Instant propice, 1855
Lexicon Angel, le 8 mai 2010
Après avoir réglé son compte au XXe siècle avec Europeana, Patrik Ourednik s’enfonce un peu plus loin dans le temps, au XIXe et aux temps de l’utopie anarchiste. Une construction en trois parties dont la première (le récit autobiographique du « Frère Ainé », anarchiste italien vivant en France, dont la vie tend toute entière vers la fondation au Brésil d’une communauté anarchiste « Fraternitas ») lui permet de démontrer sa maîtrise du pastiche et fournit un excellent résumé des doctrines utopiques ; rupture de ton avec la seconde partie, constituée du journal de traversée d’un des colons, qui relate de façon plutôt drolatique les débats passionnés entre différentes tendances de l’anarchisme, du spontanéisme à l’auto-gestion « consciente et responsable », sur l’organisation politique et libidinale de la colonie. Ce tableau des dissensions dresse petit à petit un décor menaçant où éclate la troisième partie, ou faudrait-il dire les troisièmes parties puisque Patrik Ourednik a l’excellente idée d’offrir quatre échecs différents à la colonie, quatre échecs où l’on reconnait facilement des silhouettes qui viendront hanter le XXe siècle.
15 octobre
Je ne suis pas tout à fait sûr qu’on soit le 15 octobre. Ma mère est née ce même jour. J’ai cessé de tenir mon journal quand nous sommes arrivés à la colonie. Je ne sais pas par où commencer. Elle est née à Casalvieri, près de Rome. Il y a quelques semaines, j’ai rêvé qu’elle était morte. Elle était couchée sur un lit, en robe noire, les mains jointes, des bougies brûlaient autour et trois vieilles femmes que je ne connaissais pas étaient assises sur des chaises. Je me tenais près du lit quand tout à coup elle a ouvert ses paupières et posé un doigt sur ses lèvres. Puis elle s’est levée et m’a fait signe de la suivre. Les pleureuses étaient assises sur leur chaise, elles chuchotaient entre elles et ne se rendaient compte de rien. Ma mère est sortie de la maison, je voulais la suivre mais elle me précédait toujours de six ou sept pas, même lorsque j’accélérais et tentais de la rejoindre. Plus tard on s’est retrouvé au cimetière, ma mère a fait halte, je me suis approché d’elle mais sans pouvoir la toucher. Elle a désigné une tombe et dit Voilà où j’habite, puis elle en a désigné une autre et dit Voilà où tu habites, à présent nous nous verrons plus souvent. J’ai voulu la prendre par la main, mais je n’y parvenais pas. Puis elle a commencé à s’enfoncer lentement en terre, sans avoir pourtant l’air effrayé ni surpris, elle me regardait d’un air sérieux, peut-être même sévère, en s’enfonçant dans la terre et alors que seule sa tête dépassait encore, elle a fermé les yeux et disparu en entier. C’est notre sixième mois ici. Decio est revenu à la colonie, il avait apporté une hache et voulait abattre le mât de la cour en haut duquel flotte le drapeau noir et rouge. Il est venu avec une douzaine d’anciens colons et quelques Indiens, l’un d’eux agitait une machette et riait sans arrêt. Presque tous étaient ivres.

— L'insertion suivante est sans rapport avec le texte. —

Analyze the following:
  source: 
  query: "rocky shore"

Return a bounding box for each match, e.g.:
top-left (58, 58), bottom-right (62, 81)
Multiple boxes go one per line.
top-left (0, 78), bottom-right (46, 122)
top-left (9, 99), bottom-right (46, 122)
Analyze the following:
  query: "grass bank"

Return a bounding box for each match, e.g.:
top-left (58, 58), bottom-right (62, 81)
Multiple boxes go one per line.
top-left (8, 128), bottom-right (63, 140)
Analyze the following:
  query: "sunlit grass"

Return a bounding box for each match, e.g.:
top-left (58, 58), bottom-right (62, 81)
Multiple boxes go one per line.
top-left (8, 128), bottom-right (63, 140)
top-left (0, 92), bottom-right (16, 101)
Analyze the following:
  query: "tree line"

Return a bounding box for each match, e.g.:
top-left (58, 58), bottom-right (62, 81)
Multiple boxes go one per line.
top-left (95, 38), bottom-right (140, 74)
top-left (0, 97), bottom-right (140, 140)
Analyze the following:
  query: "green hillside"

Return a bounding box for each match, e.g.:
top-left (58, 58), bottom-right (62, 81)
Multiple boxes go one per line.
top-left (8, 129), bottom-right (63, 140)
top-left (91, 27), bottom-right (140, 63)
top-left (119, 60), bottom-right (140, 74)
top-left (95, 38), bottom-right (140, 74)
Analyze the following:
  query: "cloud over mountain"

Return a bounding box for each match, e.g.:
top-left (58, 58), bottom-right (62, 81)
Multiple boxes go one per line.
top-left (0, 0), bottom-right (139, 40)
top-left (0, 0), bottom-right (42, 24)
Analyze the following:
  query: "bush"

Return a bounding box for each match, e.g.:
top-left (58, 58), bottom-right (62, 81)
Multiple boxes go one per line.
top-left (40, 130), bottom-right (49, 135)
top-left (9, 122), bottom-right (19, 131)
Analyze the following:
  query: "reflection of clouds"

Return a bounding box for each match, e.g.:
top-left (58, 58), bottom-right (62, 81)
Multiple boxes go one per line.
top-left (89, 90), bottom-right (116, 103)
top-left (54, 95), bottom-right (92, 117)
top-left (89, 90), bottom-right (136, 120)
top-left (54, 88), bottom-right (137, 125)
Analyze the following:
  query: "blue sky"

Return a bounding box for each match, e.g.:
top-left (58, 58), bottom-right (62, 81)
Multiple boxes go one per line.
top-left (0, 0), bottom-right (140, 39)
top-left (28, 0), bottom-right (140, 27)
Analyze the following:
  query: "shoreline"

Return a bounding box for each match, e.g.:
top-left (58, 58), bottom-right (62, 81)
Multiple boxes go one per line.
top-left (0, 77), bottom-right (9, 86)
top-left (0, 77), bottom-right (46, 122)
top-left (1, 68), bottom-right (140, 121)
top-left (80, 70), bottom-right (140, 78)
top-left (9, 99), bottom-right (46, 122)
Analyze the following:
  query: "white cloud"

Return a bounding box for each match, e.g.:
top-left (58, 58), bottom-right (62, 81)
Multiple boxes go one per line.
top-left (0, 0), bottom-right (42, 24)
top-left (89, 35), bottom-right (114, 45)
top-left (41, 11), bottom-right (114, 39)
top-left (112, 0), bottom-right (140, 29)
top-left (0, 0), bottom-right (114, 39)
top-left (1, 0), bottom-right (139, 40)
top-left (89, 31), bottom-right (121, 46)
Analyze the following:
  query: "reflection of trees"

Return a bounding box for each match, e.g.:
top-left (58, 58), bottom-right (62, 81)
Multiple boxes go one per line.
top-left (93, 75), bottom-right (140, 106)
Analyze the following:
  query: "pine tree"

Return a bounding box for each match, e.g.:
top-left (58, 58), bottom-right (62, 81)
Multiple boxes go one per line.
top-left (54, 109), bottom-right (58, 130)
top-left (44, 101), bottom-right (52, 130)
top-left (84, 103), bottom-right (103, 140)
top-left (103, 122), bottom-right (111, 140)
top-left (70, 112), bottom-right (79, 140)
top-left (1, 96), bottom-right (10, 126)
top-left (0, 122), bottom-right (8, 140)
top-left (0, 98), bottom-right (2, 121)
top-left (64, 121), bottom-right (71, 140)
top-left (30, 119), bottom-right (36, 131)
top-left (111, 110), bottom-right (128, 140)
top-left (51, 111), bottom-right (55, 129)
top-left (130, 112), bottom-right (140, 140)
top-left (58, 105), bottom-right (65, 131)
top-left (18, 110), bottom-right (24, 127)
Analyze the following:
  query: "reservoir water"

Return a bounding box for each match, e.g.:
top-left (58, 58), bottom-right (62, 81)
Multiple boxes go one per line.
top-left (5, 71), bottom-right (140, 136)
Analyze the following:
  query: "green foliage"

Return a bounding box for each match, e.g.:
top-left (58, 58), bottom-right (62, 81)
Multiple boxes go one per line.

Les colonies fondées par des anarchistes européens en Amérique du sud sont une réalité historique ; une des plus connues est La Cecilia fondée par Giovanni Rossi en 1890.
Si cette expérience communautaire est clairement une des sources du livre (les éléments biographiques marquants du « Frère Ainé » sont en effet ceux de Rossi – à la date de naissance près ! 31 août 1823, bataille du Trocadéro pour le Frère Aîné), le changement de date permet au livre d’éviter la forme du roman historique pour prendre la forme du conte et s’offrir ces quatre fins différentes.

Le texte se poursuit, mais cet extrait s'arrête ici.